Philip Good, CEO of Fisch Asset Management, said, however, that he thought “a big chunk” of these bonds will already have been bought by active managers in anticipation of passive flows into emerging market bonds.
“To estimate is there still a lot of money coming just purely because of index inclusion, I would say that's very difficult,” Good said.
However, he added that there is clearly a demand from investors for MENA bonds, given the issuance earlier this month of $7.5 billion worth of Saudi government bonds, for which there were $27 billion worth of investor orders.
“That was almost four times oversubscribed so that gives you a little bit of an idea on how much risk appetite for the region is out there,” Good said. In total, $9.1 billion already has been raised in January, the report said, including First Abu Dhabi Bank’s $850 million sukuk and Dubai Islamic Bank’s $750 million tier 1 sukuk.
Good argued that the MENA region still offered better credit fundamentals than other emerging markets, with lower debt-to-GDP ratios than other emerging market regions, despite total bond issuance in the GCC region jumping to around $300 billion, up from $180 billion in 2014, according to a recent Emirates NBD report.>
Salman Bajwa, CEO of Emirates NBD Asset Management, said that “MENA markets held up pretty well” in 2018, which was the first year in decades where bond markets faced a slump.
“You saw a lot of turmoil in global markets. EM (emerging markets), particularly, bore the brunt of it,” he said.
“Whereas most EM portfolios were down in the negative single large digits last year (and) most developed market portfolios were down 2-3 percent, most MENA portfolios were just flat or marginally negative. In 2019… as long as oil prices remain range-bound, we see no threat to that story repeating itself.”
Faisal Hasan, head of research at KAMCO Investment Company, indicated that he believed that some of the regional demand for debt issuance would come from the need to finance both hard and soft infrastructure projects.

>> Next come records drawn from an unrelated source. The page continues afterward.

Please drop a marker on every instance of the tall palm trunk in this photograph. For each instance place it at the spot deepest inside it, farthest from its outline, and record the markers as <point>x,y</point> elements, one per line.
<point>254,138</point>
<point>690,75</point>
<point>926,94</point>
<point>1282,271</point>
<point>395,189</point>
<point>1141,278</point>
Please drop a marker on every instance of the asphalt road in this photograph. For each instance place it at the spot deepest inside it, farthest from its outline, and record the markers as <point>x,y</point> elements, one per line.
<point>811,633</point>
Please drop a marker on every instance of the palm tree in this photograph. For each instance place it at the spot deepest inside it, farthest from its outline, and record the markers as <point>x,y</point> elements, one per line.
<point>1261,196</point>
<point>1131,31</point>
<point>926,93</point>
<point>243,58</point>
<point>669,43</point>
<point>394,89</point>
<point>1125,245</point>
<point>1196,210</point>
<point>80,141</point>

“We are seeing a lot of infrastructure projects and that needs to be financed,” he said. “Fixed income is a go-to place where they can finance these projects.”
Good said that MENA fixed income was an asset class that is still marginal in many global asset managers’ portfolios.
“If I look in Europe, and in the US it's actually the same, emerging market is under-represented within the portfolio, and within emerging markets I do believe MENA is under-represented against the rest of emerging markets.”
The total amount of debt capital issuance in the MENA region last year, including local currency and sukuk issuance, reached $145 billion, the report said. This was marginally below the five-year average rate of $150 billion. Total MENA sukuk issuance reached $34 billion – ahead of its five-year average of $26 billion.